Client process failure

If a client process fails to heartbeat to GAB, the process is killed. If the process hangs in the kernel and cannot be killed, GAB halts the system. If the -k option is used in the gabconfig command, GAB tries to kill the client process until successful, which may have an impact on the entire cluster. If the -b option is used in gabconfig, GAB does not try to kill the client process. Instead, it panics the system when the client process fails to heartbeat. This option cannot be turned off once set.

HAD heartbeats with GAB at regular intervals. The heartbeat timeout is specified by HAD when it registers with GAB; the default is 15 seconds. If HAD gets stuck within the kernel and cannot heartbeat with GAB within the specified timeout, GAB tries to kill HAD by sending a SIGABRT signal. If it does not succeed, GAB sends a SIGKILL and closes the port. By default, GAB tries to kill HAD five times before closing the port. The number of times GAB tries to kill HAD is a kernel tunable parameter, gab_kill_ntries, and is configurable. The minimum value for this tunable is 3 and the maximum is 10.

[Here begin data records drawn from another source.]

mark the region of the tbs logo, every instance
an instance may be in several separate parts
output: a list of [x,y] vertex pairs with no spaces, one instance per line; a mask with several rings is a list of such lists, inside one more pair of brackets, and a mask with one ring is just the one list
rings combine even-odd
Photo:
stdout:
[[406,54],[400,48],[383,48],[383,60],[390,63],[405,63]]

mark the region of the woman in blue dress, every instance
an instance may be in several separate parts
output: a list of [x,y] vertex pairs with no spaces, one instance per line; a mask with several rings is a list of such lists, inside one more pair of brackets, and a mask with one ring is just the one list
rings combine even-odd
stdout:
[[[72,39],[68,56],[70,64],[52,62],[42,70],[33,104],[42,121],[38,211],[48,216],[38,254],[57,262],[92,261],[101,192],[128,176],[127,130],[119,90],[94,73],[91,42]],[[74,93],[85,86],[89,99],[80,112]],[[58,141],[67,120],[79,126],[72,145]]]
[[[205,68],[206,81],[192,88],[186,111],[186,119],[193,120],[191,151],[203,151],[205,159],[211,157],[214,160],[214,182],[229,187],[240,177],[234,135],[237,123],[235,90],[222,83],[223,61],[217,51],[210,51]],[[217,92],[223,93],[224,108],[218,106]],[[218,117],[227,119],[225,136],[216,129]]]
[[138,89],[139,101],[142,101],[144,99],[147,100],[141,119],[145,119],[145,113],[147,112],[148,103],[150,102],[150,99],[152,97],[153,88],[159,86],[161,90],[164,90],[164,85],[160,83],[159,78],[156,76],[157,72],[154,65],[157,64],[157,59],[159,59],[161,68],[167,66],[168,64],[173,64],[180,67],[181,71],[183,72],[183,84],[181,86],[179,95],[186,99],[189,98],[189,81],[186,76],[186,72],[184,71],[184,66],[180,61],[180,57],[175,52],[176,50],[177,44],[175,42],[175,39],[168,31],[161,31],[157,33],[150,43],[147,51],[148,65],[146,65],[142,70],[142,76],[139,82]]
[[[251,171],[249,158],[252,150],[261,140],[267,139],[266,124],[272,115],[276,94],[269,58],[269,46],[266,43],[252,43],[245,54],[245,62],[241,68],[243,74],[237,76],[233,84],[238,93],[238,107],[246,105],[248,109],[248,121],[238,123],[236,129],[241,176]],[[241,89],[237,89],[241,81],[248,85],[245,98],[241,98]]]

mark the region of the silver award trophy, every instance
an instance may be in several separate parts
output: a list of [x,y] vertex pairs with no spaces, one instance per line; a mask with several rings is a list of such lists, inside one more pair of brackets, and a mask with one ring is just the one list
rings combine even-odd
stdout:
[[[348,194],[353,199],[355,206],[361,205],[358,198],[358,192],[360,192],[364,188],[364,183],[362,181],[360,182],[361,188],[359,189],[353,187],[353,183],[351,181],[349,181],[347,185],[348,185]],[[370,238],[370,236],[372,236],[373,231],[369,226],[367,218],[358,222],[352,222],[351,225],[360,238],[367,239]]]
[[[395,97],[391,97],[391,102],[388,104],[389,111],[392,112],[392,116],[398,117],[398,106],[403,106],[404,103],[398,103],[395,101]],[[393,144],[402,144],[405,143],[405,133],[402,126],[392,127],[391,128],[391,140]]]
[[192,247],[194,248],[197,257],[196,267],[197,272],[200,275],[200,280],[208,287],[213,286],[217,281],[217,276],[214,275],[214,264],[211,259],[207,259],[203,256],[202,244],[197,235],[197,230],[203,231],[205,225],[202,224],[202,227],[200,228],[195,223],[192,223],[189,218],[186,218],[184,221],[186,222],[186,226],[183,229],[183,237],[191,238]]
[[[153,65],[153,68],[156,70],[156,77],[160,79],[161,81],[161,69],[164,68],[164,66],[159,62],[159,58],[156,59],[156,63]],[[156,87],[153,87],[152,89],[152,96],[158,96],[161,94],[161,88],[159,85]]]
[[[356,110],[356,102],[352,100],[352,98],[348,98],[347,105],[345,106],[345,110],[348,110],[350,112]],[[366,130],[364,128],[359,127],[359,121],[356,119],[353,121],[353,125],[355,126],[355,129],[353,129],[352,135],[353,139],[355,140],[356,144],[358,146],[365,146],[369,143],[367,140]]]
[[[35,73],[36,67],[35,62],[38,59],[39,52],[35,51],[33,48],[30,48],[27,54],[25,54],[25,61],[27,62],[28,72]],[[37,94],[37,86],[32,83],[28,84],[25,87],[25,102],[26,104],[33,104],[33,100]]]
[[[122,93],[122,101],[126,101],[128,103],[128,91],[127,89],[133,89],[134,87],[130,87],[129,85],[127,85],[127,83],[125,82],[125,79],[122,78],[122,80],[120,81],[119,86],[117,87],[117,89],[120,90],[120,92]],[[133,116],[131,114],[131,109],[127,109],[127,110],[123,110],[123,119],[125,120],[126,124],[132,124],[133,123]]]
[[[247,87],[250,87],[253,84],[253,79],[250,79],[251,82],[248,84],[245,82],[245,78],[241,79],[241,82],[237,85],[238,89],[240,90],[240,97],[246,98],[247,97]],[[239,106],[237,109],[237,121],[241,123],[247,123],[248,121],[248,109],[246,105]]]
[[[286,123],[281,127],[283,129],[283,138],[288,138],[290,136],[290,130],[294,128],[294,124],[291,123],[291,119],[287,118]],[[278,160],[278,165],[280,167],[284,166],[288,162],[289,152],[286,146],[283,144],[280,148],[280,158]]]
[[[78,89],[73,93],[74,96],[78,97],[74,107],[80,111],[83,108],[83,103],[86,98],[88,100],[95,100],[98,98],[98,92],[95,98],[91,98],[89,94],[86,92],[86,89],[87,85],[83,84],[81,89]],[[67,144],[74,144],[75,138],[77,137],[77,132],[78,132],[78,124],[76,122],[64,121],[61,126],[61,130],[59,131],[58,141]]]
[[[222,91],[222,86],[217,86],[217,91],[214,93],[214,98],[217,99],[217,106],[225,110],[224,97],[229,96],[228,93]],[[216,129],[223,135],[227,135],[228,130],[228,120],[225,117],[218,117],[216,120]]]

This is an indication to other nodes that HAD on this node has been killed. Should HAD recover from its stuck state, it first processes pending signals. Here it will receive the SIGKILL first and get killed.

After sending a SIGKILL, GAB waits for a specific amount of time for HAD to get killed. If HAD survives beyond this time limit, GAB panics the system. This time limit is a kernel tunable parameter, gab_isolate_time and is configurable. The minimum value for this timer is 16 seconds and maximum is 4 minutes.

Network failure

If a network partition occurs, a cluster can "split into two or more separate sub-clusters. When two clusters join as one, VCS designates that one system be ejected. GAB prints diagnostic messages and sends iofence messages to the system being ejected. The system receiving the iofence messages tries to kill the client process. The -k option applied here. If the -j option is used in gabconfig, the system is halted when the iofence message is received.

Quick reopen

If a system leaves cluster and tries to join the cluster before the new cluster is configured (default is five seconds), the system is sent an iofence message with reason set to "quick reopen. When the system receives the message, it tries to kill the client process.